The negative side of this, though, is that those feelings (which can stem from misunderstandings, mistakes, and disagreements) can then grow until they emerge to cause real damage.

They can explode into arguments and destroy relationships. So how do we deal with this in the workplace?

I’ve found that a very practical rule of thumb is simply to assume that people are doing the best they can. Including myself.

Sometimes that’s not literally true, because we make mistakes or get lazy. We’re all fallible humans. But it helps me to be more empathetic.

Another way to shift my mindset is to imagine that an action was done by someone I love dearly, versus someone who I don’t know that well.
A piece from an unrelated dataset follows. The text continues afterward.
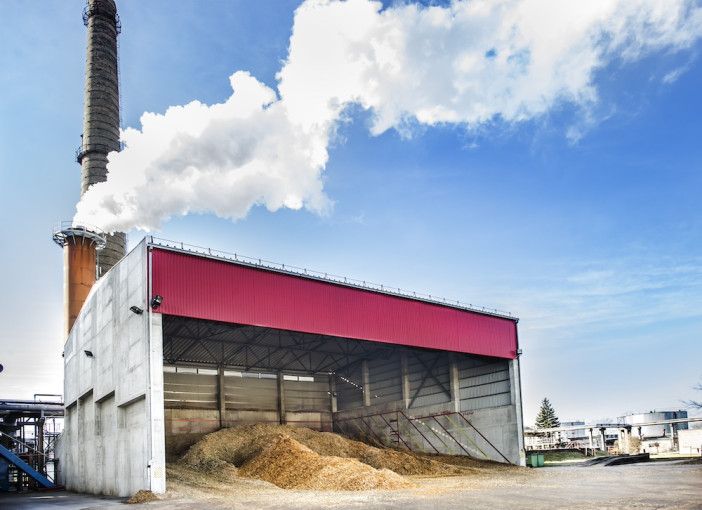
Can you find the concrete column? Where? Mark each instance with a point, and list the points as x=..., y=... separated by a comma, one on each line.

I might want to be just a little more understanding and forgiving. That’s my choice.

Imagine that an employee just sent me a terse message indicating basically “I’m outta here.” Of course I’m in a tailspin, regretting all the mistakes I might have made, worrying about the impact on my business, but overall becoming resentful that she was terribly rude to spring this on me in such a wrenching manner.

On her side, she’s been growing resentful for months because of miscommunication, frustrating work, bad feedback, and feeling like her career is going nowhere. And her kid just got kicked out of school.

If I were really in her situation, there’s actually a decent chance that I’d feel about the same way. And it’s not all about the boss or even about her work. She’s living her own life and she finally got the courage to make a change.

This is not an unusual scenario. It takes advantage of the fact that resentment will continue to grow until it’s either addressed, or explodes.

So how do I deal with this as the boss? Well, I should have been in communication – real and empathetic conversation – for many months now. I should be connected with her career goals and frustrations with co-workers and the work. I should nurture an understanding that she can safely talk with me about family stresses, even with therapists if we have that as a company benefit.

It’s about being connected with her not just as a worker drone, but a valued and wonderful human. Which helps my folks to understand me as not just the evil boss dude.

Which means my work will be more fulfilling too!